But maybe not so for Ella. She loves her brother, but it really bothers her that Milo gets to eat all of the things that she cannot. Often, when I make wheat-free bread I serve it to both of them. Or when we go out to Mexican restaurants we order a quesadilla made with corn tortillas and they happily share it. (He now shies away from those made with flour tortillas). But sometimes, it is impossible to find equal solutions for both. Earlier this week, we had an impromptu visit at my sister’s house. Some of us were eating garlic bread, made the traditional way. Ella’s eyes always go to the things that she cannot have and often ignores the fact that she has a plate full of options but maybe due to her human nature, she only wants what she cannot have.

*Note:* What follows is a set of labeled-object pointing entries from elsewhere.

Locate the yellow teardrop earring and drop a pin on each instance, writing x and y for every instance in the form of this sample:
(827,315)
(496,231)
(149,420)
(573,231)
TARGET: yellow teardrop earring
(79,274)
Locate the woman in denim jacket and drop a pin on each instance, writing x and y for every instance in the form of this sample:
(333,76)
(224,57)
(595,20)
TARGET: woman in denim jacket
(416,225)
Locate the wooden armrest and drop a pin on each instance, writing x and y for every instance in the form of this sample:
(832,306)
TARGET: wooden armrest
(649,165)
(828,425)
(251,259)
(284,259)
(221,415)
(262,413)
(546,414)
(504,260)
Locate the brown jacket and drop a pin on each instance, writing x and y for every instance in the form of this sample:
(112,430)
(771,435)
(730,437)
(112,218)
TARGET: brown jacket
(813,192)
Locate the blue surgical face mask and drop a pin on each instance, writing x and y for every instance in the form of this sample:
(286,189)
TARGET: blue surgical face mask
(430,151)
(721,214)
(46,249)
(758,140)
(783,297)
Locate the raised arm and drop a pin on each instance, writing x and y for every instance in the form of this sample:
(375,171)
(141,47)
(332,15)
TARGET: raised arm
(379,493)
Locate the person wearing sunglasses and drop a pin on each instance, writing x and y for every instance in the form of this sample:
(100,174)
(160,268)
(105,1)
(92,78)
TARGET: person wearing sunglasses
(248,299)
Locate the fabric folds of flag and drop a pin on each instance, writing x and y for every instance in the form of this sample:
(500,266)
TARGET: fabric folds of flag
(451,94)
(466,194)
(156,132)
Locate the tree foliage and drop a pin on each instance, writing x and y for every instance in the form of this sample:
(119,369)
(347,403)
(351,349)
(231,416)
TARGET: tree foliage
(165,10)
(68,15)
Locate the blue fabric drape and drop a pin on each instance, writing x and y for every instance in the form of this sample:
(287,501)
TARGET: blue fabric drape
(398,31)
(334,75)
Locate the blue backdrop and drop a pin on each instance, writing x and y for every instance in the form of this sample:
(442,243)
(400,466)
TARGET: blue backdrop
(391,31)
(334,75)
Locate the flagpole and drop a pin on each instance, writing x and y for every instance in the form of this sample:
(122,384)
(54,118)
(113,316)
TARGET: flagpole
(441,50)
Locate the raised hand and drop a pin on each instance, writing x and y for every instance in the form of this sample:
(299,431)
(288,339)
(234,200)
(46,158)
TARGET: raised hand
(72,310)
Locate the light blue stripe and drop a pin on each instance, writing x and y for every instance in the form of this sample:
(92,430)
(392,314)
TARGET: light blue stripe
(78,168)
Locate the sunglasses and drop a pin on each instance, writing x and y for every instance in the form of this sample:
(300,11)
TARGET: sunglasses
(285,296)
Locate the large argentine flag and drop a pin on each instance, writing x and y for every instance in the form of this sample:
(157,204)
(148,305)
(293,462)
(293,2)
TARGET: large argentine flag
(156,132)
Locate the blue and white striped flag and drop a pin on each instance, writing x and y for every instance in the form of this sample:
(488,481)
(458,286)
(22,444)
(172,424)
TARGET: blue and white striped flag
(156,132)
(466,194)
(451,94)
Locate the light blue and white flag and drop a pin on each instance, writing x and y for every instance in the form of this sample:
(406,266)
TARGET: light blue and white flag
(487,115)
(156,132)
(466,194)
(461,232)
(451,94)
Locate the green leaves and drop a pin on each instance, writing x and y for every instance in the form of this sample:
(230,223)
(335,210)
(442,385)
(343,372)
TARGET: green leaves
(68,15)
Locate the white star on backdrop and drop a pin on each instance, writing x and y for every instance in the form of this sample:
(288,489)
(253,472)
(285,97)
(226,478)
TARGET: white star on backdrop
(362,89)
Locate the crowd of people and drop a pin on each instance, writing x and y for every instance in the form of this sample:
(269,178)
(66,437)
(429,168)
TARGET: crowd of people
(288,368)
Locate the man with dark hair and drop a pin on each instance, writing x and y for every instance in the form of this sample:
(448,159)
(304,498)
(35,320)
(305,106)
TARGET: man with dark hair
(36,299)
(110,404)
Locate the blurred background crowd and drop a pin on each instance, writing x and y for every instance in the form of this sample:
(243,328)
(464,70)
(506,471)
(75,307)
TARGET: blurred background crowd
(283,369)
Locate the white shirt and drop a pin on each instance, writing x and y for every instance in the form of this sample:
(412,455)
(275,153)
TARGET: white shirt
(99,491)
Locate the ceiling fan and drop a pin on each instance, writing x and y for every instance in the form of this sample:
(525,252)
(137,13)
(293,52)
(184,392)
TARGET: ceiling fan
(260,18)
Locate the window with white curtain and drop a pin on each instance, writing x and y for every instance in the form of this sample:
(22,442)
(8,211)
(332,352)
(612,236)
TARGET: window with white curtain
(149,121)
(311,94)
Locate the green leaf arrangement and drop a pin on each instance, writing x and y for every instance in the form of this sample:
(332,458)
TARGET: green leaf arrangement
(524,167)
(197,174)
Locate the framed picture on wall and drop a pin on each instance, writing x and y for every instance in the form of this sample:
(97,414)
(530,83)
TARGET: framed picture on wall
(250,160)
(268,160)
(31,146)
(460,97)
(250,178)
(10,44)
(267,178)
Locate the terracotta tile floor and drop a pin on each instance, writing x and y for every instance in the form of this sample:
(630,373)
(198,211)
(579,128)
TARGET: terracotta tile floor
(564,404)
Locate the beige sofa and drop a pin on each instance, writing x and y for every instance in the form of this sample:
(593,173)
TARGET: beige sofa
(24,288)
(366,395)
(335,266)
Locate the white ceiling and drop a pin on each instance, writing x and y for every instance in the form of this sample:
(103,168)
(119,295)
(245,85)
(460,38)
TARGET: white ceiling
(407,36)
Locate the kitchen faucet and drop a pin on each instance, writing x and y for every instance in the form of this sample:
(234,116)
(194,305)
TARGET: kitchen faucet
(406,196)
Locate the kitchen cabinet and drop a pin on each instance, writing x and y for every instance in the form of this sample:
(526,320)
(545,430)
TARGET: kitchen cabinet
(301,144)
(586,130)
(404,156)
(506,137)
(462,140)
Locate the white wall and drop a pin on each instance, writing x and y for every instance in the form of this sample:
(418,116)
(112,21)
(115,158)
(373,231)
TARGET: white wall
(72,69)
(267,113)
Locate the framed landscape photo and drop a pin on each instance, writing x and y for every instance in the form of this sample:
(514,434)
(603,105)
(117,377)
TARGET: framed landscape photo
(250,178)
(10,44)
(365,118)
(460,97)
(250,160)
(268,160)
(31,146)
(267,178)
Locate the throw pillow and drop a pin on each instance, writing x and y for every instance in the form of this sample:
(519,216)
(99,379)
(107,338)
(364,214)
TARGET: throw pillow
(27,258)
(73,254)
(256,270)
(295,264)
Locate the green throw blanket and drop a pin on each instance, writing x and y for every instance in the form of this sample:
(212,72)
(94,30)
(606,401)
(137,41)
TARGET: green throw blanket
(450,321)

And then we are all subjected to an earful of whining and complaining. Nobody is more sympathetic than I am. If you have ever read my blogs before you know that I would do just about anything to take her allergies away. But I am also a parent who wants to raise a child that is respectful of others, does not complain, and is thankful that she has so many food choices. She does not suffer and I want to make her aware of that. Since she is only 4. I cannot tell her about the story that I heard on the news recently about the rising numbers of American children who are malnourished or starving. These are difficult concepts for a child of her age to grasp. Hopefully in time, she will be able to look at this situation and realize how lucky she actually is.
It eats her up that her cousins are free of allergies. But it enrages her that Milo, Gabe and I eat something that she cannot. It has gotten to the point where she reads me the riot act when I buy a normal loaf of bread. And if I do, I had better damn well have an equal solution for her. Most of the time, I am able to pull it off. But it is not easy, especially when I am working so much. There is no doubt in my mind that everyone who had a child with allergies, deals with this on some level. Often, Ella will say, “I wish Milo couldn’t eat wheat. I wish Maddie could not have nuts.” She just wants to fit in and it must be horrible to feel so isolated.
So, in answer to my own question, “What to do when one child has food allergies and the other does not?” I simply do not know. This is all stuff that we are trying to figure out as we all take this journey together. Hopefully, all of this will get easier in time. And like so many things having to do with parenting, I wish I knew!